Arada size de oluyor mu? Yalnız olduğunuzu bildiğiniz halde bulunduğunuz alanda başka birinin olduğunu hissedip, sesler duyuyor musunuz? Bilim insanları görsel ve işitsel halüsinasyonlar üzerine araştırmalar yapıp, nedenlerini anlamak üzere çalışıyor.

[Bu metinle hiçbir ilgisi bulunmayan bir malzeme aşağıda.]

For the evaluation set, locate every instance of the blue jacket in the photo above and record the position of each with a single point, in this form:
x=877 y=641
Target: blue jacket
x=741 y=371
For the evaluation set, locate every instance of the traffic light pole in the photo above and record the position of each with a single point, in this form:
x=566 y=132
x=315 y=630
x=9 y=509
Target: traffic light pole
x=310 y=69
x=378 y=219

Bilim insanları birkaç yıl önce İsviçre’de yaptıkları bir çalışmada insanlara halüsinasyon gördürmenin bir yolunu buldular. LSD (Asit olarak da adlandırılan en yaygın kullanılan halüsinojenlerden biri) ya da duyusal yoksunluk odaları (bireyin duyu organları tarafından algılanan uyarıcıların kısmen ya da tamamıyla engellendiği mekanlar) kullanmadılar. Bunun yerine, insanları bir sandalyeye oturttular ve bir düğmeye basmalarını istediler, bu düğmeye bastıktan bir saniye sonra bir çubuk sırtlarına hafifçe dokundu. Birkaç turdan sonra, gönüllüler arkalarında birinin olduğu hissine kapıldılar. Eylemleri ile duyumları arasındaki kopukluk karşısında zihinleri başka bir açıklama üretti: Odada ayrı bir varlık var.
Psychological Medicine dergisinde yayınlanan yeni bir çalışmada ise aynı laboratuvardan araştırmacılar çubukla denenen “hayalet parmak” düzeneğini başka bir halüsinasyon türünü araştırmak için kullandılar: Sesler duymak. Gönüllülerin düğmeye basmaları ile çubuğun onlara dokunması arasında bir gecikme olduğunda, bir ses duyduklarını bildirme olasılıklarının daha yüksek olduğunu buldular.
Yapılan anketlerde bilim insanları, psikiyatrik tanısı olmayan pek çok kişinin – genel nüfusun yüzde 5 ila 10’unun – hayatlarının bir noktasında “bedensiz bir ses” duyduklarını bildirdiklerini keşfettiler.
Hepimiz halüsinasyon görürüz
Cenevre Üniversitesi’nden görev yapan Dr. Pavo Orepic, sesler duymanın düşündüğümüzden daha yaygın olduğunu belirtiyor. Dr. Orepic, “Hepimiz halüsinasyon görürüz; belirli zamanlarda, örneğin yorgunsanız, daha fazla halüsinasyon görürsünüz ve bazı insanlar buna daha yatkındır.” diyor.
Daha önceki çalışmalarda olduğu gibi bu yeni çalışmada da Dr. Orepic ve çalışma arkadaşları gönüllüleri bir sandalyeye oturtarak çubuğun sırtlarına değmesini sağlayan düğmeye basmalarını sağladı. Bazı seanslarda basma ve dokunma arasında hiç gecikme olmazken, diğerlerinde yarım saniyelik bir gecikme oldu; gönüllülere yakınlarda birinin olduğu hissini vermek için yeterli bir süre!
Gaipten gelen sesler
Çalışma, insanların yakınlarında tuhaf bir varlık hissi yaşarken bir ses duyduklarını söyleme olasılıklarının daha yüksek olduğunu ortaya koydu. Dr. Orepic, bunun beynin hissedilen varlık ile ses arasında bağlantı kurduğunu gösterdiğini ifade ediyor.
İlginç bir şekilde, düğmeye basma ile çubuk arasında gecikme olmayan gönüllüler de bazen var olmayan bir ses duyduklarını bildirdiler ve yakın zamanda kendi seslerini duymuşlarsa bunu yapma olasılıkları daha yüksekti.
Zaman geçtikçe, denemede başka bir varlık hisseden kişilerin ses duyma olasılığı arttı; bu da beynin bir şekilde konuşan biri izlenimi oluşturmak için geçmiş deneyimlerden yararlandığını ima ediyor. Dr. Orepic, ortada bir ses yokken beynin bu izlenimi nasıl oluşturduğunu anlamak için daha fazla araştırmaya gerek olduğunu ifade ediyor.